One way to make this type check without error is to use a method-scoped type variable in your overload definition.

class B(A):
    @overload
    def method[T: A](self, arg1: T) -> T: ...
    ...
2 Likes

Thanks. That works for the two classes I showed but it doesn’t work as I want it to when there are more classes. The problem with this approach and also with using Self is that it applies recursively to all subclasses. If I have class C(B): pass then C().method(C()) should be of type B rather than C:

from __future__ import annotations
from typing import overload, TypeVar

T = TypeVar('T', bound='A')

class A:
    @overload
    def method(self, arg1: T) -> T: ...
    @overload
    def method(self, arg1: list[A]) -> list[A]: ...

    def method(self, arg1: T | list[A]) -> T | list[A]:
        assert False

class B(A):
    @overload
    def method(self, arg1: T) -> T: ...
    @overload
    def method(self, arg1: list[A]) -> list[A]: ...

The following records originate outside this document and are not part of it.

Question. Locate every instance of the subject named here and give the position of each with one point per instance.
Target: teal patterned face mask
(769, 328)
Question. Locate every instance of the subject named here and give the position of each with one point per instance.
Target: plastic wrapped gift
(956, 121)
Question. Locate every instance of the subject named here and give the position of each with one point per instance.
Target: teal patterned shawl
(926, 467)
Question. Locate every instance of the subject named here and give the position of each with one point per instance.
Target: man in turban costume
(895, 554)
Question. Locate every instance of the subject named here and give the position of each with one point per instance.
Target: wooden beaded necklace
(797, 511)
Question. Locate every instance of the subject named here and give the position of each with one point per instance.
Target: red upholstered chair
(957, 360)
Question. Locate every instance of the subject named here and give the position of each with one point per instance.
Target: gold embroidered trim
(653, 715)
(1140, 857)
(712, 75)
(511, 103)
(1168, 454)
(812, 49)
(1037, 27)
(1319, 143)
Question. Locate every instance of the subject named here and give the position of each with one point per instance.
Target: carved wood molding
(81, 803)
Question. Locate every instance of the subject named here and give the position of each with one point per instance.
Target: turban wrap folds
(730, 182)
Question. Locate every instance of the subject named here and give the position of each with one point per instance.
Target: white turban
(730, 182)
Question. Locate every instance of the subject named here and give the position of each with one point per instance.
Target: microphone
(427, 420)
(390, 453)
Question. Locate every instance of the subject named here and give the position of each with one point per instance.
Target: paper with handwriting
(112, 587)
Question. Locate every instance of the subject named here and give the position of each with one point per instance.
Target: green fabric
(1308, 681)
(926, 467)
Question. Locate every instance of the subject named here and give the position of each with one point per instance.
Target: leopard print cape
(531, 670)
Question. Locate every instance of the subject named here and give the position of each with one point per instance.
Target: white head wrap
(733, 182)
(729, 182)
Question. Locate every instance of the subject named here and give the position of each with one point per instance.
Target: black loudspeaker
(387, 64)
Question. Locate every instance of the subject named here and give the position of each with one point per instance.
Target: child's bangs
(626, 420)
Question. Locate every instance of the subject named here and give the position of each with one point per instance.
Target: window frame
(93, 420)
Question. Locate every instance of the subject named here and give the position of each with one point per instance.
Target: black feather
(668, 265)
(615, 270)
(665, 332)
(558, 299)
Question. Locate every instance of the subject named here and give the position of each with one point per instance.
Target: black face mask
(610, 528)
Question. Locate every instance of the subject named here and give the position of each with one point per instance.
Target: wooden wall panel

    def method(self, arg1: T | list[A]) -> T | list[A]:
        assert False

class C(B):
    pass

reveal_type(B().method(B())) # B
reveal_type(C().method(C())) # C (but should be B)

Is the override in class B not assignable to the one in class A? The spec says:

If a callable B is overloaded with two or more signatures, it is assignable to callable A if at least one of the overloaded signatures in B is assignable to A

And:

If a callable A is overloaded with two or more signatures, callable B is assignable to A if B is assignable to all of the signatures in A :

The overloads in B.method are an exact superset of the overloads in A.method so B.method should be assignable to A.method.